Anyway, I try to be a good role model for my nieces and nephews (when I remember); I've been giving them books and book cards for Christmas gifts, forwarding them academic info stuff, encouraging them in their hard work and study (though remembering to actually praise them when they succeed at something, as that was pretty rare in my family upbringing) and so on. So while I wouldn't mind more contact with my nephew and niece, I really don't want to be interacting with my niece on facebook, where she is constantly, flirting with boys and trash-talking about girls. I feel like I'd be reinforcing her worst tendencies.

Sigh. But what could be more cold than refusing a friend request from a relative who you are, in fact, speaking to regularly? This isn't going to be pretty.

10 comments:

Dr. Brainiac said...

Yes dear, there are places in the world for people with no ambition. We call those places, "McDonald's," "Taco Bell," and the mother of all nonambitions: "WalMart." I need the guy whose greatest calling in life is to work at Church's Chicken or the dry cleaner's. The thing is there's a place for everyone, and (thankfully!) not everyone can be a doctor. So just teach the dear one to say, "Do you want fries with that?" with a smile and know that you've done your part for humanity.

bitterandjaded said...

Long time lurker, first time poster. The family issues are certainly tricky. Once my sister added my husband on facebook, I set my security so that I was invisible to her. I don't even think she can see that my husband is married to me. She certainly can't find me in a search. It's better for everyone involved.

Dance said...

Bitterandjaded sure sounds jaded.... :)

I'm not on facebook but I heard recently that you can accept someone as a friend and then say "show me less news from this person". Would that work?

Belle said...

Yikes. Sounds not pretty to me. I have two facebook accounts (sneaky me) one for friends, and one for 'real world' contacts. I even have class groups on the latter. my snarkiness and slackiness is on the first, with friends.

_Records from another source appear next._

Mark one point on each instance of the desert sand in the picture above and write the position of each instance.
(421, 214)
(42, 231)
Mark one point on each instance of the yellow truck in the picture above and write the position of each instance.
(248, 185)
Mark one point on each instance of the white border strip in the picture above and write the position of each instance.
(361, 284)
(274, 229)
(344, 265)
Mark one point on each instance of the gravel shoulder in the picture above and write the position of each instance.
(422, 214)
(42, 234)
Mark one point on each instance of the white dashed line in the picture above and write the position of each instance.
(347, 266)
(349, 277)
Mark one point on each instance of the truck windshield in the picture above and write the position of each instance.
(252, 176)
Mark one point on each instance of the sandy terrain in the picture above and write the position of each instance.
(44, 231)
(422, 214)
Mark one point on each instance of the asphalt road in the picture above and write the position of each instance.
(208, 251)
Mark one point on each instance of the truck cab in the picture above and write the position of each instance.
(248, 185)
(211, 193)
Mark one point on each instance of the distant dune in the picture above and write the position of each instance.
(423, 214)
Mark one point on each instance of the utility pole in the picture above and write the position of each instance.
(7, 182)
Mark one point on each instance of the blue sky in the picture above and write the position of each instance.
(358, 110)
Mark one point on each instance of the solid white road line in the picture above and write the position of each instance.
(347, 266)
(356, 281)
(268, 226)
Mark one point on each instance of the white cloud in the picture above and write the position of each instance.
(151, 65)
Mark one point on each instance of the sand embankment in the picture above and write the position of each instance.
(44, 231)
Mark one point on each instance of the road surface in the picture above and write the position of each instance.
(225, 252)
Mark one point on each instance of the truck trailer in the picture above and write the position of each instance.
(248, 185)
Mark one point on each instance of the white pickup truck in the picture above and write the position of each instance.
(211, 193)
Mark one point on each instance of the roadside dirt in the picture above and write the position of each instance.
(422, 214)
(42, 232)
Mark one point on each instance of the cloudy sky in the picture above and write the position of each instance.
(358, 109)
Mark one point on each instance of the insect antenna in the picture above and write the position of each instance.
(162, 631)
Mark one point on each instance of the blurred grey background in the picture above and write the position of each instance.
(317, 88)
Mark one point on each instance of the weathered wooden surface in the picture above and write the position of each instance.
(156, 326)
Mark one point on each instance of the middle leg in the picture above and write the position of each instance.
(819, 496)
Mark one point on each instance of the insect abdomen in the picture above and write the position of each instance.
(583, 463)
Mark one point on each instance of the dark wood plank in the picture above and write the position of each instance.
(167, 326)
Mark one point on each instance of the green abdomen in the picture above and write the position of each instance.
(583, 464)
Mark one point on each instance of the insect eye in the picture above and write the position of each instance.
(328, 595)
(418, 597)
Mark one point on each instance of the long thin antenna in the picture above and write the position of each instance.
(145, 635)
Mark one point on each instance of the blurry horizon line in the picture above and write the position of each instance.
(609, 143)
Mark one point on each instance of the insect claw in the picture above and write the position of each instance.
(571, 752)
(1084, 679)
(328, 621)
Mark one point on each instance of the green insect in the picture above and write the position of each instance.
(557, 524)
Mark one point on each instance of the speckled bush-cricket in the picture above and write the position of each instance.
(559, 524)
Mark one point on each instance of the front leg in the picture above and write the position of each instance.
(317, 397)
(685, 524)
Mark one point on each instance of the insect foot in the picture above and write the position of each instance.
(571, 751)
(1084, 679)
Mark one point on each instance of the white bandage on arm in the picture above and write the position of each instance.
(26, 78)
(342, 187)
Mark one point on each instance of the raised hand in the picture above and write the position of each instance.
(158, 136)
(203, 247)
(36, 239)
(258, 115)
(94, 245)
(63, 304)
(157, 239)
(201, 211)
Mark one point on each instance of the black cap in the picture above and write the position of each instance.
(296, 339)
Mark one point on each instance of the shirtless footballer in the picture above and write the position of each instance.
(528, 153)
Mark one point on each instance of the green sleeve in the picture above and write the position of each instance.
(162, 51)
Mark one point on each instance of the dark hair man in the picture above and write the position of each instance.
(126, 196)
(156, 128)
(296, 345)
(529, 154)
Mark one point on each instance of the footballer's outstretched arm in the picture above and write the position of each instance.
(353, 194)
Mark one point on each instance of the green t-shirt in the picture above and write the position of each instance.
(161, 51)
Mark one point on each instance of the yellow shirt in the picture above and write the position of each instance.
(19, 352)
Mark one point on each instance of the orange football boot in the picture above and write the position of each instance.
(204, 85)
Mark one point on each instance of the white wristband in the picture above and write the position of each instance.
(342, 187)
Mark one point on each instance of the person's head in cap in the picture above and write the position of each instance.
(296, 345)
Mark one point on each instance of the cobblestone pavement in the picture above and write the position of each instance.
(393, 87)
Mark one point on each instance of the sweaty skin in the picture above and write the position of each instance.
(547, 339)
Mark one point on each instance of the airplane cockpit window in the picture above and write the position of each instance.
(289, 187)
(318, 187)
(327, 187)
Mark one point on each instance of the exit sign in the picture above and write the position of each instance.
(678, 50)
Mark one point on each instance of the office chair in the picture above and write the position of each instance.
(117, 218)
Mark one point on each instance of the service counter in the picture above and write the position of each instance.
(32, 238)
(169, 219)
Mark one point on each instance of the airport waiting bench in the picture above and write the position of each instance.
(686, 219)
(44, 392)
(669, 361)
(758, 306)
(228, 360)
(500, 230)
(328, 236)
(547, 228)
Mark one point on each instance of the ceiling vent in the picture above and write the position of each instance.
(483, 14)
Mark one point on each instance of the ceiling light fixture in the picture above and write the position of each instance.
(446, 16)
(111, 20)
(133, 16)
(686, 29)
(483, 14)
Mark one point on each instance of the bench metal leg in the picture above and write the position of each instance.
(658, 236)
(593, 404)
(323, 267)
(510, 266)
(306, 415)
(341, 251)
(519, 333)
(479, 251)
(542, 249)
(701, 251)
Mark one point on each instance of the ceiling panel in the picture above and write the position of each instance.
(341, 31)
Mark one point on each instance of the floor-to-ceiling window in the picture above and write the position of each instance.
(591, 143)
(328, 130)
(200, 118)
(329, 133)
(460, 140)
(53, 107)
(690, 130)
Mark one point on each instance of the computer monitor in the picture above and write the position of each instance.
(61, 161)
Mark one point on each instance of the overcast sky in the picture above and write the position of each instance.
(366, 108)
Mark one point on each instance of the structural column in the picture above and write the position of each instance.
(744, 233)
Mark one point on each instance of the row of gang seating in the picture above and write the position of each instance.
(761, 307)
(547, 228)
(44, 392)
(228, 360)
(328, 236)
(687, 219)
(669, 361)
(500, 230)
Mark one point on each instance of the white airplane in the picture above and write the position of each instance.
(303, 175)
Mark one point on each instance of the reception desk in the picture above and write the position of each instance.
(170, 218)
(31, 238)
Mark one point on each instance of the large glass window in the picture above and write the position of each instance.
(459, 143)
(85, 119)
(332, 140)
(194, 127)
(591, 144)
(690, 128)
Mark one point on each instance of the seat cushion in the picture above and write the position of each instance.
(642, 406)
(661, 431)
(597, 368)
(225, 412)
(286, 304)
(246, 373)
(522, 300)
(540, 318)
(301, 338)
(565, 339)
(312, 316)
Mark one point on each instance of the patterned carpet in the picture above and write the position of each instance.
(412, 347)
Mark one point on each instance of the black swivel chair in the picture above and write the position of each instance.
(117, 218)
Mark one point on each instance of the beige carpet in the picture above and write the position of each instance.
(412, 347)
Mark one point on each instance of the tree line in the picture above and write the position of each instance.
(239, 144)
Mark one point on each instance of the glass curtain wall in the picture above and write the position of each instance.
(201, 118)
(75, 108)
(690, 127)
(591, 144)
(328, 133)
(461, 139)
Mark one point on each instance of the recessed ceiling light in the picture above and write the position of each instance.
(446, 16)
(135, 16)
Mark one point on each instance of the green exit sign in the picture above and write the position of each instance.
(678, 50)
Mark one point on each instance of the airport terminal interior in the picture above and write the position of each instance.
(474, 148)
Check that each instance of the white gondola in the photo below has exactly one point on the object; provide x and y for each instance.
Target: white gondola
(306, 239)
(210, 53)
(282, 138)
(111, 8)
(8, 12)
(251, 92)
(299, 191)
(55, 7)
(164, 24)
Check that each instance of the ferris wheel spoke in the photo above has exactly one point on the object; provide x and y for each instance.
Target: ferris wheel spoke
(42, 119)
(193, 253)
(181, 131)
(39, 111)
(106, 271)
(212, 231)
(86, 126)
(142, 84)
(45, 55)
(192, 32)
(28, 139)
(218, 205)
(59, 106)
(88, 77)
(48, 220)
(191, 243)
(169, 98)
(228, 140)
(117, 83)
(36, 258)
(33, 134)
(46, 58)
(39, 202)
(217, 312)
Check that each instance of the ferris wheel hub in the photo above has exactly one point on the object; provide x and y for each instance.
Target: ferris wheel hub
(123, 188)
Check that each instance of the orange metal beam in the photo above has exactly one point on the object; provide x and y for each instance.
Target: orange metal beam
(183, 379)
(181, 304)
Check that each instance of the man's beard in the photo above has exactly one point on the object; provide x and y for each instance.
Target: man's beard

I'm hoping that that will keep me 'invisible' from unwanted family members.

LumpenProf said...

You may have already won!

JustMe said...

how about setting it so that she can't see your status updates or wall, but can still send you messages and chat with you but she can't see the stuff that you don't want her to see...

Ortho said...

I think you should just become friends with your nephew and reject your niece's friend invitations. Just tell her that you're not friends in real life so you will not become fake friends in Facebook Land. Good luck!

Fretful Porpentine said...

I don't know very much about Facebook, but I think you should definitely friend him, and probably friend her if the issue comes up (and for all you know, she may not want to friend you, so it may be a moot point anyway). But assuming she does, it might be good for her to see that there are other ways of being an adult woman than the ones her mother embodies, no?

k8 said...

My family has just started befriending me on Facebook (cousins, sister, niece (age 12), etc.). I've excluded them from seeing several things. I was paranoid about potential vulgarity on my wall from actual friends, but then my sister managed to be vulgar with the knowledge that her daughter would be reading my wall, so I've decided that I do not care.

And wow - she is not doing your niece any favors. This will just make it harder for her later if she decides that she does want to continue education in some form after high school. At the very least, developing good work habits should be important. I say this from experience since that is something I did not do at that age and I was behind because of it.

waterkant said...

Long time lurker, first time commentator as well. Your problem reminds me why I have steered clear of online communities so far: I just like the different parts of my life to stay seperated.

Not very helpful, isn't it? :) I guess the coments above are (more) useful.